Day 5: 500 Words a Day

she came down last weekend because she said she had a gift for me. we spent a weekend together like you couldn’t imagine – walking, biking, scooter, sunsets, sex, movies, food, juice, and talking at a relatively deep manner for her.

and she was going to come down again this weekend. the other night on the phone she said “i love you” as clear as i’ve ever heard it.

but she’s not coming down. she called and said she meant to put an end to everything last weekend but got too caught up in my world.

maybe i’m relieved because i had more than a few whispers telling me i was forcing a broken item back together but it still hurts, a lot. and i don’t know how to grieve. tomorrow i’ll just try to fill my day with activities top to bottom but really i’ll just want to lie in bed and cry.
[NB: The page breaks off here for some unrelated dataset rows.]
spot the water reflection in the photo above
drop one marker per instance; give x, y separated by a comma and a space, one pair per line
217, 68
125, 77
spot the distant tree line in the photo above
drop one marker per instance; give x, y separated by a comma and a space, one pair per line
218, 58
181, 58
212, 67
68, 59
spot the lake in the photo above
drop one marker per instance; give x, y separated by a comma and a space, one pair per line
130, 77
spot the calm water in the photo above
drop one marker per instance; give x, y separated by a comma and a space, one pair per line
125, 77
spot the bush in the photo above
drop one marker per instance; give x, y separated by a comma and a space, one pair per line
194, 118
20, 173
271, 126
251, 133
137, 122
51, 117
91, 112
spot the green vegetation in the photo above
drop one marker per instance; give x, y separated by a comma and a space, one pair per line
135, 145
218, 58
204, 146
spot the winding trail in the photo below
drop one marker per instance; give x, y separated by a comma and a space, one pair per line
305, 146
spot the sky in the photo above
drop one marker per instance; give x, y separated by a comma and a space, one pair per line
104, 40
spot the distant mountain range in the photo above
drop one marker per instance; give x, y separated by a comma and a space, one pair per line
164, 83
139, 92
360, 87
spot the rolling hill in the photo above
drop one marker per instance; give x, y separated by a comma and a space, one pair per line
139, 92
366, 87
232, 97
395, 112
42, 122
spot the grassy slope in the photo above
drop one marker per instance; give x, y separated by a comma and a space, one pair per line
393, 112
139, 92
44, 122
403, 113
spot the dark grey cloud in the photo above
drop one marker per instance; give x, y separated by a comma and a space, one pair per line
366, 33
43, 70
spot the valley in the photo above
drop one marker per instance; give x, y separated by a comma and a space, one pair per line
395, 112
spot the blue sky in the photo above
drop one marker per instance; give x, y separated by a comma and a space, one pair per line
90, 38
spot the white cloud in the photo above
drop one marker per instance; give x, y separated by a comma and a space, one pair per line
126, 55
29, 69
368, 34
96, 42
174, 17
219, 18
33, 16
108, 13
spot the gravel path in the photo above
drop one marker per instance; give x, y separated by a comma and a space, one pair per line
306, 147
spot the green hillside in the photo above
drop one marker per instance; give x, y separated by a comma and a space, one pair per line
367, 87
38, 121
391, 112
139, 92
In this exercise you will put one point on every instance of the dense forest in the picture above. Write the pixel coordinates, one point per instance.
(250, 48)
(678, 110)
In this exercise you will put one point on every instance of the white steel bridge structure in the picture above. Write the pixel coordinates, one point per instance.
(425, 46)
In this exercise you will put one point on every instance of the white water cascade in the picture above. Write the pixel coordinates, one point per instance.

i have a hard time finding the meaning of life outside of intimate relationships. people say when you’re alone it’s a good time to figure out what you’re interested in. but what i’m interested in is getting to know someone so well that i can feel their heart beat inside of mine.

what makes the days pass when there is no other heart beat? is it work? friends? service? i feel like i outwork everyone i know, i push myself further than i’m comfortable with, and i still come up short with a sense of fulfillment.

i’m just going to lie to myself and pass the days pretending to be getting in touch with myself but i know the first set of eyes i see that hold value i’ll be locked on. and am i not just setting myself up for more forceful letdowns by so desperately wanting a relationship? i don’t even know if i like relationships. i don’t know what i like. and that’s the most horrifying part.

at the end of the day it’s more than losing her, it’s that i’m alone.

in my head i try to fast forward a few years, holding someone in my arms that i haven’t even met yet. it’s terrifying. I want her to be that person. Slightly different than she is now but only what it takes for us to love each other beyond the possibility of ever falling out. we’re supposed to be living these great stories but i can’t get out of the story and into real life. i sit and i meditate but nothing happens. or at least i’m missing the point.

i’ve cried more in the last month than i have in my entire life and there’s so much pain left in me and i can’t even get to it.

how can i be so supposedly brave and scared shitless at the same time?

i hate the thought of her not wanting me. even if it was the right thing. why not fight for it until we’re just bones? because she doesn’t want the same things that i do. that’s 4 years of my life now. the only girl i could lay with and forget about everything.

we were like a storage unit. after enough time apart the things inside seem like they might be useful again, exciting even. and once you’re there, thumbing through the inventory, you’re hit with the unforgiving reminder of why the stuff ended up there in the first place.

are we ever not lost for any time greater than a single moment?

everyone says i’m going to be fine. they can’t imagine someone like me not being fine. i’m sure i will be but right now i’m pretty fucking sad and it doesn’t seem fine.